Iron Council - China Mieville [68]
Judah smiled. His partner laughed. Seven weeks after that he would succumb to a wasting quag disease and leave Judah alone. Judah had thought of the heliotypes and etchings he had seen of the wetlands, the creatures emerging from the groves, the sodden plants, imagined them all set in mud made concrete, paralysed in place.
Their road ran out. They came to the graders, who dug where the land reared up, and took its excess, and poured it in where the land dipped down.
They cut a hill into receding shelves of industry. The landmass became steps, acrawl with roustabouts and pack animals. Loess dust gusted. Over the hours of work, the steps sank to the grade. There would be a ravine where the hill had been.

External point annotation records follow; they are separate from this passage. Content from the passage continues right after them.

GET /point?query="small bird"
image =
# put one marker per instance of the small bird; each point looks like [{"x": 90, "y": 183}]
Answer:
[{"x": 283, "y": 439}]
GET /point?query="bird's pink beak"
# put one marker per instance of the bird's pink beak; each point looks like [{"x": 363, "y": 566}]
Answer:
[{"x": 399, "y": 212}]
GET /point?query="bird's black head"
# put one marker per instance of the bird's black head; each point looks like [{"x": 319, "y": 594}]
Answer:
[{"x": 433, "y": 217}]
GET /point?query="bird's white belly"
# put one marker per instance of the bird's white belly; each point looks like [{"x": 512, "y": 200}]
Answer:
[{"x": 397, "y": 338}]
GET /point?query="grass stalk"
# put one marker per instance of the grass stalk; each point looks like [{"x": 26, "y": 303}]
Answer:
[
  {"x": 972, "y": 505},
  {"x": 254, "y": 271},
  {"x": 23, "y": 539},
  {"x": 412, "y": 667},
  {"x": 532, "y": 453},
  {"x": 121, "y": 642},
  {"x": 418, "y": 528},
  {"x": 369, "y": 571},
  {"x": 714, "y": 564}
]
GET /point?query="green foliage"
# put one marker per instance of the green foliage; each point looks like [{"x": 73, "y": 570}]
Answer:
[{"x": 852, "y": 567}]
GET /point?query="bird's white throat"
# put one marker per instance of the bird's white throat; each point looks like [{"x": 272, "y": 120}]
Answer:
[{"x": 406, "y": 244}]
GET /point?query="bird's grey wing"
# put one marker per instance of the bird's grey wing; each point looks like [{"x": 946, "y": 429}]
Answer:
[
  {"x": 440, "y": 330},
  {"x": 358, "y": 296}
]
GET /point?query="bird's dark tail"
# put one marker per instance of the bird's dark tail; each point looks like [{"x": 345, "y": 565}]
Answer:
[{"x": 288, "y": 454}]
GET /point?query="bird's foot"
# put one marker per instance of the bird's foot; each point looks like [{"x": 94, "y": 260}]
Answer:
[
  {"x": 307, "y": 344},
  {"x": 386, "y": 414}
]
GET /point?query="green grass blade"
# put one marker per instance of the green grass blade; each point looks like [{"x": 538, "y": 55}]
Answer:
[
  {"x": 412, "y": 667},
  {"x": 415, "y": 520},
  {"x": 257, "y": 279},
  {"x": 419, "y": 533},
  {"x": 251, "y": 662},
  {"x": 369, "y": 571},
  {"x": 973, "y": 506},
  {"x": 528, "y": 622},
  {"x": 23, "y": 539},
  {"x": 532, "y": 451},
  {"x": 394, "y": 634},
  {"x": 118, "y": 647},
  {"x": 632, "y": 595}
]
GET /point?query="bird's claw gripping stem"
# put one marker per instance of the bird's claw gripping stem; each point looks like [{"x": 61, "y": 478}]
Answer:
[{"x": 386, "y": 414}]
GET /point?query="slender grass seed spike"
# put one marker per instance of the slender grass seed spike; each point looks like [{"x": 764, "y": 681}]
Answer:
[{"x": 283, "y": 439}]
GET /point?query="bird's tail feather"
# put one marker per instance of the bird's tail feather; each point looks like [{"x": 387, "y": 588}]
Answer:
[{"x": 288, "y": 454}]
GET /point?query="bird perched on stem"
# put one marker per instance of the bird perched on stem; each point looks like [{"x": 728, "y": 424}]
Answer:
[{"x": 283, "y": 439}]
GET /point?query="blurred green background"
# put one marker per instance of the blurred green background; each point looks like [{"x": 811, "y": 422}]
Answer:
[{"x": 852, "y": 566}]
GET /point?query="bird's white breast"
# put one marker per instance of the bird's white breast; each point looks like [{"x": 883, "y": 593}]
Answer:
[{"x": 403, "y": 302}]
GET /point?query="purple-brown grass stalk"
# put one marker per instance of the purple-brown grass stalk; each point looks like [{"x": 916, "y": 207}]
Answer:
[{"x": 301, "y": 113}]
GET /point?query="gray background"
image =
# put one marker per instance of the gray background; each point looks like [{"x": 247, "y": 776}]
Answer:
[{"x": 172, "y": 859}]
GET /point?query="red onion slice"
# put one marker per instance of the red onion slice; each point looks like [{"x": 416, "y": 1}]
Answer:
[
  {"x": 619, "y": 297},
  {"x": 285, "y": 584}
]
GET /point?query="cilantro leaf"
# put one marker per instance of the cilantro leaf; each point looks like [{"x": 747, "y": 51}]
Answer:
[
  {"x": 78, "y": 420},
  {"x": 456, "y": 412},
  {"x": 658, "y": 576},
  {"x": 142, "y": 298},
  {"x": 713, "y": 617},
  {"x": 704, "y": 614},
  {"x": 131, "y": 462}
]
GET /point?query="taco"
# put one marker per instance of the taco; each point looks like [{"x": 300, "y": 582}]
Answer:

There are crews strung out like worry beads, Judah thought, across the downland.
Now Judah has come back. The perpetual train has caught him. It has breached the marshland.
The darker of the swamps spreads like a slick, but now it is intruded. There is a line drawn into its interior, buttressed with stone. The rails shine on it. Judah sees a split in the trees, and the black smoke of the train.
Supply trains come, weighed with sleepers and salted beef, with black iron rails. Judah could ride home to New Crobuzon. But a calm has settled him. Things are unfinished. He does not want to go back.
The saturated ground has stalled production, and the gangs have caught each other up: the graders, tie-men and the spikers before the perpetual train itself. Wyrmen scavenge. The camp followers have conjoined. A tent town has come behind the perpetual train. Beerhall tents, dancehall tents, cathouse tents, prefabricated buildings in cheap wood, circuses for the workers’ breaks.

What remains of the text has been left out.